Tink was having less success than I was. “My eyes are beginning to glaze over. I can’t make sense of any of this.”

“There has to be something here,” I argued. “Something we’ve overlooked.”

“If Iris wants you to use the Circle to kill Gideon…can’t you use it to just, like, disconnect him?”

“How? If there’s a plug to pull, I can’t find it.”

In the end, we thanked Dora for her help and headed home with a few more of the journals to look back over that evening. Tink dropped me off back in St. Paul, telling me she’d call if she found anything in her stack of books.

When I wasn’t looking through documents, I spent my time texting Mom for updates, or training with Elspeth whenever she was home. Which wasn’t often. She was spending as much time with Iris as she could—probably, I thought, because she wasn’t certain how much time they would have. The Guardians were too preoccupied to search for Iris, but she couldn’t remain in the Cities indefinitely. Eventually, she would have to leave, or go back Beneath.

If Esther was aware of Iris’s whereabouts, she didn’t mention it to me. I wondered if she knew that Elspeth was hiding her, or if she was being willfully ignorant. She’d told me before that she believed it had been Iris’s own choice to betray the Kin—but I’d never been certain she meant it. Iris was still her granddaughter. And if there was one thing Esther believed in, it was family.

So I didn’t ask her about Iris. I asked about my father, instead.

“Have you heard from him again?”

“Briefly,” she said. She was in her sitting room again, in her plush chair, closing her eyes as she spoke. “It’s going to take him some time. Elliot is with him.”

“Does he remember everything?” I asked, biting my lip.

“He hasn’t told me what he remembers.”

“You and Charles aren’t going to go see him?”
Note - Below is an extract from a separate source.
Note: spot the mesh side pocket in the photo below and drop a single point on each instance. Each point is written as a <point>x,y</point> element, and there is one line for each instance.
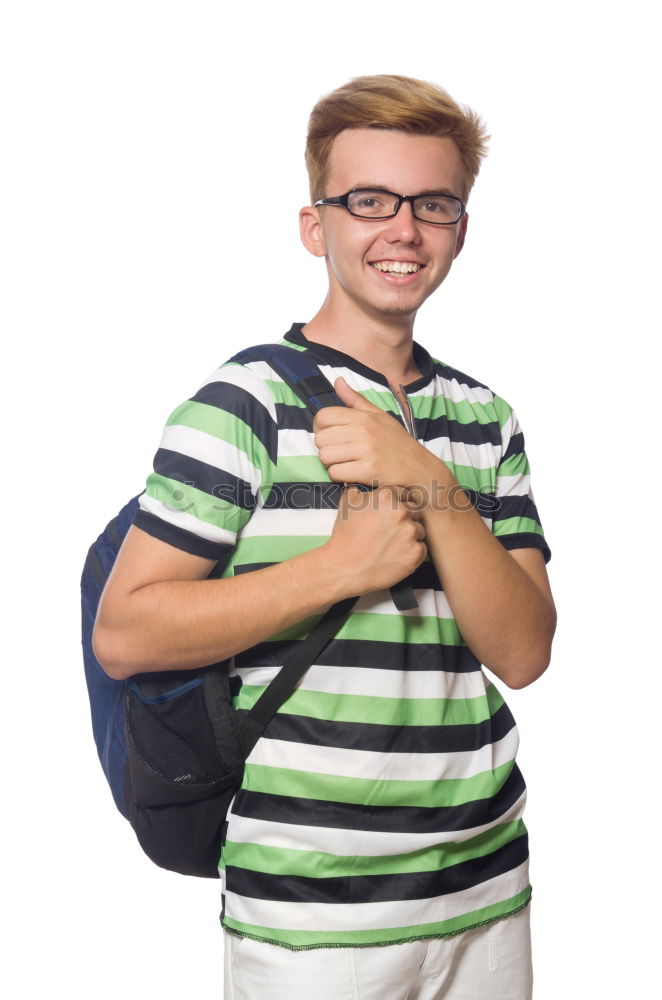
<point>173,735</point>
“There are matters to deal with here.”

“He’s your son,” I said.

She sighed. “To be honest, I never expected to see him again. Not as he was. For now, I am granting him a little time to rediscover who he is.”

When I asked if the Kin leaders had come up with any solutions for how to deal with the Beneath, she shook her head—but she informed me they had sent reinforcements. Though they were wary of weakening their own defenses, each Circle had sent three Guardians to Minneapolis. They’d started arriving that evening, and were going to coordinate their efforts with the Cities’ Guardians.

But when I called Tink later that night to see if she’d found anything in her journals and asked who was currently leading said Guardians, the answer was apparently no one.

“Mr. Alvarez is still on a break from the Kin?”

“No one has even seen him. Camille says he hasn’t been on patrol.”

“I wonder what he’s doing,” I said.

“Sitting in his apartment and eating french fry pizza would be my guess.”

Since we’d had a pizza party in Precalc at the end of the school year, I knew she wasn’t making that french fry thing up. Mr. Alvarez was lucky that Guardians had such high metabolisms.

The following day, Esther looked worried at dinner, and the shadowy circles beneath her gold eyes seemed to have deepened. I cornered her in Charles’s study later that evening. The study smelled of paper and leather and the lingering scent of cigar smoke; it was the only room where he indulged in the habit, even though it clung to the books and yellowed the walls. The tall windows behind the desk showed the falling dusk outside, the darkened lawn. I trailed my fingers along the top of Charles’s armchair and asked Esther what she’d learned.